I had not seen pictures. I had not given much though really to what the worm hole would look like. I imagined it might be circular, or fairly small like the blow holes I saw in Grand Cayman before a hurricane took them away forever. (The power of a storm!)
But the worm hole was a perfect rectangle. Perpendicular fractures through the granite. Its lip was down below me, on the first shelf I guess, so I peered down from above. The sea splooshed back and forth inside the chamber, while the waves came up onto the ledge, but did not spill over into the hole, maybe 10 yards away. One particularly big wave startled me. "Is the tide coming in?" I asked Matt. "Hmm," he responded. "Surely the farmer would have told us not to come if there would be danger," I professed. Matt agreed, allowing us to cavort about gaily, not worry about death being swept out to sea unless we took little care and slipped on the washed and rounded rocks, down to the ledge below. Or worse into the worm hole. And then out to sea, of course. Isn't that many a death faced by the islanders?
I kept my distance and braced myself in the wind.
Shortly we had to turn back. Matt was looking forward to Dun Aengus, the promontory fort, and so was I, as there would surely be unfenced cliffs there over which I could lean. And time was running short. Little did we know that exploring this island would have taken us well over a day. We were so hungry from our adventure, and yet we had no time to eat. There was much to sea before our ferry departed.

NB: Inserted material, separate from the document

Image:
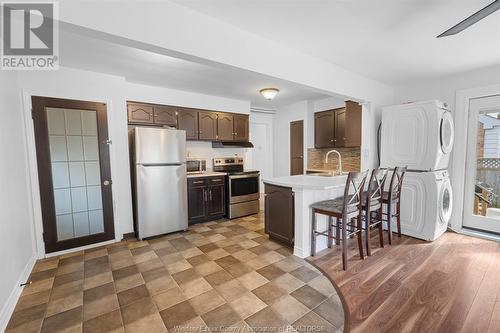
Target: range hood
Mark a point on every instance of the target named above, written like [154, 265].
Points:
[231, 144]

We scampered back, following the farmer's directions in reverse, hopping the fence, and heading back into the little village. The farmer was nowhere to be seen, but at least our bikes were still there.
I love the ocean, but I'd rather not swim in it. Give me the cliffs, the giant rocks, the lone flowers poking their heads through the cracks, stealing what little soil there is. Give me the starkness, the desolation, the windswept beauty.
At least for the day.
2 comments:
Is this a blog or a travel magazine essay submission?
I guess I won't tell anymore stories if you don't like it. Sniff.